Activating Gsα mutation in intramuscular myxomas with and without fibrous dysplasia of bone

Activating missense mutations in the Arg 201 codon of the gene encoding the α subunit of Gs, the G protein that stimulates cAMP formation, have been recognized as the cause of many endocrine diseases, McCune-Albright syndrome and isolated fibrous dysplasia of bone. On the other hand, intramuscular myxomas with fibrous dysplasia, so-called Mazabraud’s syndrome, have been sporadically reported, but it has not been confirmed whether intramuscular myxoma, with or without fibrous dysplasia, is associated with the Gsα mutations.

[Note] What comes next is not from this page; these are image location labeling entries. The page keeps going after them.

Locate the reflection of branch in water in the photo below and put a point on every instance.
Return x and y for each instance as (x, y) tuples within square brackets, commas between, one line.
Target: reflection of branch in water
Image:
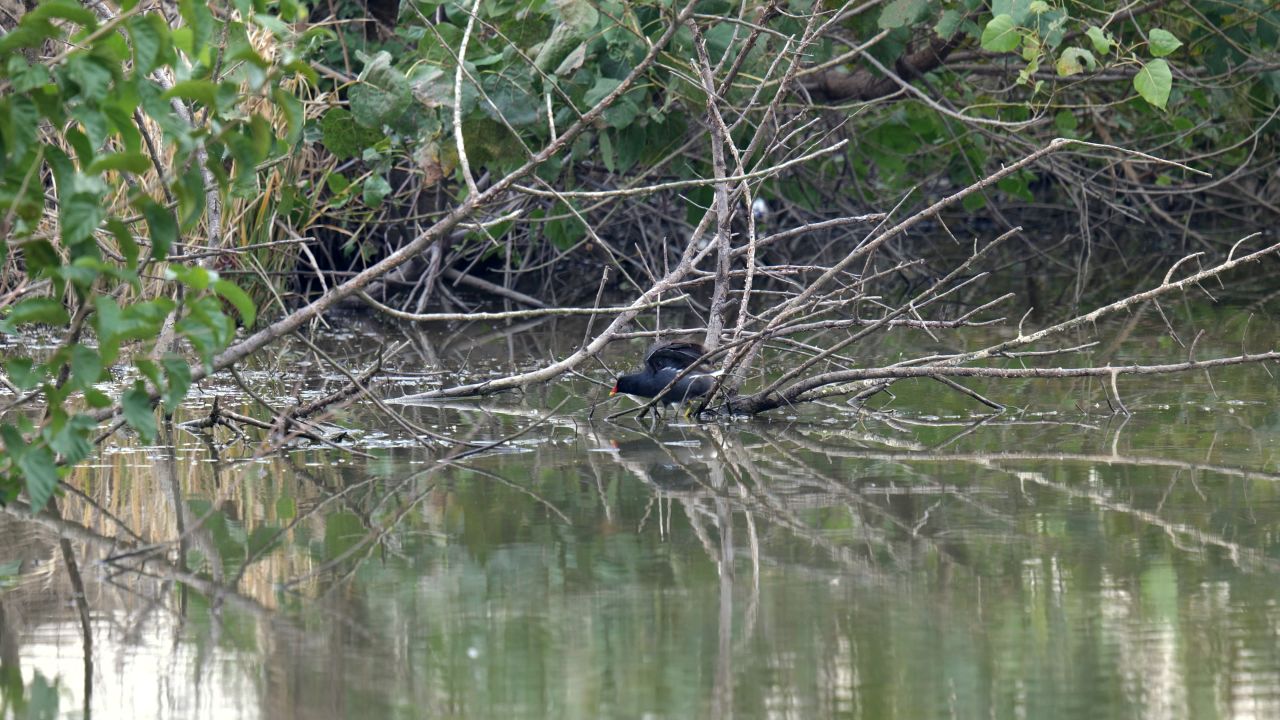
[(147, 568), (1174, 531)]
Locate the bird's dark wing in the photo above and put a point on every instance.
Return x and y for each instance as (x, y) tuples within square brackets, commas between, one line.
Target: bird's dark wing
[(677, 355)]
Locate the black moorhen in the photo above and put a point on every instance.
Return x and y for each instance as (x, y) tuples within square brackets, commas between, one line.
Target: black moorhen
[(661, 365)]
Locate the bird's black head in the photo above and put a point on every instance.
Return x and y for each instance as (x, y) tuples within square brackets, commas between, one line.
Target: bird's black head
[(626, 384)]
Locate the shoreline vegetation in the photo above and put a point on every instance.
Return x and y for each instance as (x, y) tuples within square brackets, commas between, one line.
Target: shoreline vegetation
[(184, 186)]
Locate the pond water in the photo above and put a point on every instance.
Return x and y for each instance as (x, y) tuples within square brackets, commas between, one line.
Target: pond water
[(924, 560)]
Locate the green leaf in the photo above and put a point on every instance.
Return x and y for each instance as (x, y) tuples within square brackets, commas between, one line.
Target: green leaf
[(510, 100), (949, 23), (375, 188), (64, 10), (150, 35), (41, 474), (1073, 60), (136, 405), (900, 13), (1153, 82), (1100, 39), (1162, 42), (382, 95), (580, 14), (243, 304), (1000, 35), (1018, 10), (1065, 122), (600, 90), (342, 136)]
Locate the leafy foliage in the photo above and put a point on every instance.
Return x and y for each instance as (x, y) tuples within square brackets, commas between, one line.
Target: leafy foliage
[(117, 136)]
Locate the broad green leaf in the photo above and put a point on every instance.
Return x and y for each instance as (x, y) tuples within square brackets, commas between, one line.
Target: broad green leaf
[(600, 90), (508, 100), (382, 95), (63, 10), (572, 62), (1018, 10), (1065, 122), (1153, 82), (1162, 42), (243, 304), (901, 13), (1100, 39), (1073, 60), (580, 14), (949, 23), (1000, 35), (375, 188), (150, 36), (40, 473), (136, 405), (342, 136)]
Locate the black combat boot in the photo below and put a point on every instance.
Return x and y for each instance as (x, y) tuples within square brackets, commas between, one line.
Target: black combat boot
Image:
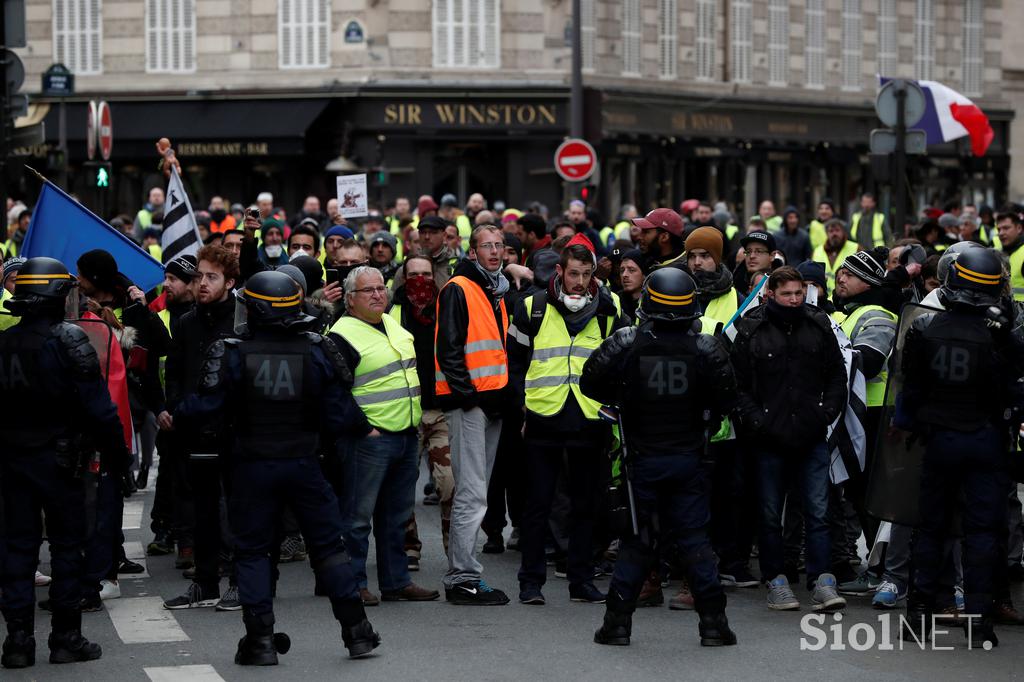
[(19, 647), (715, 630), (260, 646), (66, 641), (617, 626), (356, 633)]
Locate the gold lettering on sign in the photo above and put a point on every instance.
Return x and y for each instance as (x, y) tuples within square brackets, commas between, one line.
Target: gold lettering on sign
[(470, 115), (223, 148)]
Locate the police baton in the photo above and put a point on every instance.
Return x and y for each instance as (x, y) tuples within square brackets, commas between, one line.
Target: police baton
[(613, 415)]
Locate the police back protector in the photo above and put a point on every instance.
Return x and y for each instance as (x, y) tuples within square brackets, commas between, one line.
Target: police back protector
[(660, 406), (33, 414), (279, 417)]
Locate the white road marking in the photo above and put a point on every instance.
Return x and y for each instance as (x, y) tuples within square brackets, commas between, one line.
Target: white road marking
[(144, 621), (132, 517), (183, 674)]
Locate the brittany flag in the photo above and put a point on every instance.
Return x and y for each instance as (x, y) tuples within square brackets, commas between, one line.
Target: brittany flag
[(949, 116)]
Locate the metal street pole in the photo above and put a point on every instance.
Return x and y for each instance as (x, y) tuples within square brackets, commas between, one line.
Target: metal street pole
[(576, 84), (900, 213), (5, 129)]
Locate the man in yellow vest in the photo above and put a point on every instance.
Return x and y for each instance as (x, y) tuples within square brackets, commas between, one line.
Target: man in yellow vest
[(816, 227), (471, 375), (1011, 231), (381, 464), (715, 293), (836, 250), (551, 336), (864, 305), (868, 227)]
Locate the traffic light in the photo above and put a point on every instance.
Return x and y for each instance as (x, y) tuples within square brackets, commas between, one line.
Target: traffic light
[(98, 174)]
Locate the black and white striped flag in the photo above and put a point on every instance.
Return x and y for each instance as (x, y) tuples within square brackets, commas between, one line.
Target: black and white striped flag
[(180, 236)]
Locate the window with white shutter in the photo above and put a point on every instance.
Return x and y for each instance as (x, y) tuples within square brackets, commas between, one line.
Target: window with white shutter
[(170, 36), (303, 34), (706, 39), (974, 46), (924, 40), (78, 36), (467, 34), (588, 33), (851, 45), (631, 37), (814, 45), (741, 28), (778, 42), (668, 38), (888, 50)]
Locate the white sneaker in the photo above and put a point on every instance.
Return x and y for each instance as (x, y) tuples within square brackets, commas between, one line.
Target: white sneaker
[(110, 590)]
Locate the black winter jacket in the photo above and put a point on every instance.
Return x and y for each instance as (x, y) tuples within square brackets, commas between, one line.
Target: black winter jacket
[(453, 321), (791, 377)]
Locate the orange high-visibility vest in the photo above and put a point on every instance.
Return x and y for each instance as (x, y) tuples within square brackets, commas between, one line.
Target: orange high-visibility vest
[(485, 357)]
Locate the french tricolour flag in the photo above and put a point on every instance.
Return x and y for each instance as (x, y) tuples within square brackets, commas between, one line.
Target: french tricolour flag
[(950, 116)]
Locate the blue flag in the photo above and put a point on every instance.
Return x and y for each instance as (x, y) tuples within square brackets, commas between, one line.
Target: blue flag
[(65, 229)]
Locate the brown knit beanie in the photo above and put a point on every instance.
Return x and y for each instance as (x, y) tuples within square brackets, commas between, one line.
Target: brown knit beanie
[(708, 239)]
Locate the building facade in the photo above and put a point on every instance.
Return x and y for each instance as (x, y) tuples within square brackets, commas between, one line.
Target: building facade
[(734, 100)]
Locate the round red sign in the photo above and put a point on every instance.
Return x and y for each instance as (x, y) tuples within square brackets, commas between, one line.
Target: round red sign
[(576, 160)]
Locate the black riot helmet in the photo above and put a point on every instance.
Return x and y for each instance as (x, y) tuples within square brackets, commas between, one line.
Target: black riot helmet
[(41, 287), (669, 295), (976, 279), (271, 299)]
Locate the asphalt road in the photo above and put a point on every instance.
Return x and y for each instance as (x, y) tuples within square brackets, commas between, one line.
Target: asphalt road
[(438, 641)]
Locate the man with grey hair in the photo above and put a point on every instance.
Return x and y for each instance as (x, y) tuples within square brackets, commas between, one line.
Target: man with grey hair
[(380, 459), (471, 370), (264, 202)]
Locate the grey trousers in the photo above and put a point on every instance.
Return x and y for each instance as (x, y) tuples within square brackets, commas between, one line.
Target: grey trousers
[(473, 438)]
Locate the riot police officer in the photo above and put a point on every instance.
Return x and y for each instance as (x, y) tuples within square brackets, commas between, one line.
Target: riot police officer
[(278, 388), (958, 372), (52, 390), (672, 383)]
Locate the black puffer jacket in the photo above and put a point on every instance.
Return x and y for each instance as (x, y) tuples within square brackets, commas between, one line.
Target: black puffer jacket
[(453, 321), (791, 377)]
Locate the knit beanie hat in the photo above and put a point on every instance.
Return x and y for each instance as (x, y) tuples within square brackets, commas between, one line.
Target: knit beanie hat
[(708, 239), (868, 265)]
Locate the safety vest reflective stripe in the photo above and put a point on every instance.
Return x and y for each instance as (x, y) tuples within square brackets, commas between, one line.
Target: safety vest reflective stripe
[(817, 232), (1016, 278), (819, 255), (557, 361), (386, 386), (385, 396), (878, 220), (486, 360), (723, 307), (852, 325)]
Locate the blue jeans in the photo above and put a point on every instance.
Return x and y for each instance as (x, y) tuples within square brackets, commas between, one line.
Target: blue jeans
[(378, 493), (809, 471)]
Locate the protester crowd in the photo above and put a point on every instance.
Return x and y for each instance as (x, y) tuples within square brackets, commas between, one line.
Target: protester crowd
[(463, 336)]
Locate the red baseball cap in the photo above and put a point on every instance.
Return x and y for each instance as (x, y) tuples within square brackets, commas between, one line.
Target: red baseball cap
[(666, 219)]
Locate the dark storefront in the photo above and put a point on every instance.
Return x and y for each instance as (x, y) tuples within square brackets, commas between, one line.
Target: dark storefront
[(653, 150), (658, 151)]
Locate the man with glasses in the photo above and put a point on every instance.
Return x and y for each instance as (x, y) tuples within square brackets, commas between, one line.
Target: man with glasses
[(471, 371), (380, 460)]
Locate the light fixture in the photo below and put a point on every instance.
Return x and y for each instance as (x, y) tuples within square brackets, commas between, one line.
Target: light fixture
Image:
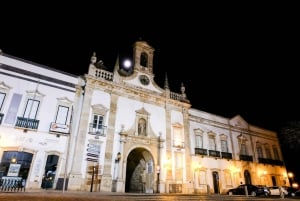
[(118, 158), (13, 159)]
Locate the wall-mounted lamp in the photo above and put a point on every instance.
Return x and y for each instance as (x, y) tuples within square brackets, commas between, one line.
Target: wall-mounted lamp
[(118, 158), (13, 159)]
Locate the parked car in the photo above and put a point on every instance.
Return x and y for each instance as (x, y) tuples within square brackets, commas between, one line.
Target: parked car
[(297, 193), (253, 190), (291, 191), (275, 190)]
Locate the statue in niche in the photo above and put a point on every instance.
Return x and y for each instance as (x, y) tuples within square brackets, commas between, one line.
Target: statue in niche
[(142, 127)]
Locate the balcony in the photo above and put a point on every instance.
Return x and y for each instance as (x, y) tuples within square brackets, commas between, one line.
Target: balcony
[(27, 123), (97, 130), (270, 161), (59, 128), (1, 117), (226, 155), (214, 153), (178, 144), (200, 151), (246, 158)]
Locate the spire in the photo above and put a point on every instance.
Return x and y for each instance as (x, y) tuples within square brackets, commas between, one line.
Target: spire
[(166, 82), (182, 89), (117, 65)]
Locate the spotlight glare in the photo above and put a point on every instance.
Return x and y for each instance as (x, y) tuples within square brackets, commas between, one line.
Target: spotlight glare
[(127, 64)]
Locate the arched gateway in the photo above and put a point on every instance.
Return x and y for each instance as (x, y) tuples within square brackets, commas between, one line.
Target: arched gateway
[(140, 171)]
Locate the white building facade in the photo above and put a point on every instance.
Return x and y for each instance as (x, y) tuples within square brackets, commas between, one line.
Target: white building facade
[(120, 132)]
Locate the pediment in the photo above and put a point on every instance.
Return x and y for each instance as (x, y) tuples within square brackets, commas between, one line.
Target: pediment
[(64, 100), (142, 111), (238, 121), (3, 86)]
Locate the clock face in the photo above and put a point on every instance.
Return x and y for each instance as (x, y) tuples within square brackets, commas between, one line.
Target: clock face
[(144, 79)]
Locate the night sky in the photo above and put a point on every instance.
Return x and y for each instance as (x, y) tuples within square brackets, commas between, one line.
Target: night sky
[(233, 62), (232, 59)]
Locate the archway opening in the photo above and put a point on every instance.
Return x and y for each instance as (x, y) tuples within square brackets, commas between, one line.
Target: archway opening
[(140, 171)]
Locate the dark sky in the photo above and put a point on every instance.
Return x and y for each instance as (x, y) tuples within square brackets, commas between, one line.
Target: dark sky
[(232, 60)]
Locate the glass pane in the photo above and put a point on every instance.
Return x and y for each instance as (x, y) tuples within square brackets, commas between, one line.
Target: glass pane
[(31, 108), (62, 115), (2, 97)]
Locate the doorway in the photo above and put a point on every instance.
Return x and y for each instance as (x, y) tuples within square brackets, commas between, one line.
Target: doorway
[(215, 175), (50, 171), (140, 172)]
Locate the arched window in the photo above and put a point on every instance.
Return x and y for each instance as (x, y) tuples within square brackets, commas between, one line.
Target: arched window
[(142, 127), (144, 59)]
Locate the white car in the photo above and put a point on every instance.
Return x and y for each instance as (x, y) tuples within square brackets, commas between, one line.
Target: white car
[(274, 190)]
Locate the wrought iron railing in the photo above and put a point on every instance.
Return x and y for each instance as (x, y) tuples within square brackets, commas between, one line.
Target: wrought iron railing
[(28, 123), (1, 117), (98, 130), (200, 151), (246, 158)]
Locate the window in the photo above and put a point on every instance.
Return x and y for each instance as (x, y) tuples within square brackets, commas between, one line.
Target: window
[(178, 135), (276, 154), (31, 109), (144, 59), (259, 151), (199, 141), (97, 122), (202, 177), (2, 98), (268, 151), (142, 127), (243, 149), (212, 143), (224, 146), (62, 115)]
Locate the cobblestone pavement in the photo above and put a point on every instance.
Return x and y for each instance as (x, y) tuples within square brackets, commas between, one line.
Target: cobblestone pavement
[(45, 195)]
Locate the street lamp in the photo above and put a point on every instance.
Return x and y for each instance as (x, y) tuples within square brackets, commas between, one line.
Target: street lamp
[(118, 158), (291, 177), (158, 172)]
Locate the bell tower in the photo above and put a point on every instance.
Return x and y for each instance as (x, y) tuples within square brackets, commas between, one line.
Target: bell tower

We investigated the presence of the Gsα mutations in intramuscular myxomas with or without fibrous dysplasia by a PCR-SSCP assay, using formalin-fixed, paraffin-embedded tissues. In five of the six intramuscular myxomas (three with and two without fibrous dysplasia), point mutations were detected as aberrant bands by SSCP, which were confirmed by a subsequent sequence analysis (three Arg to His and two Arg to Cys). This result suggests that the Gsα mutations are related to tumorigenesis in intramuscular myxoma and that intramuscular myxoma is one of the diseases induced by abnormal Gsα protein.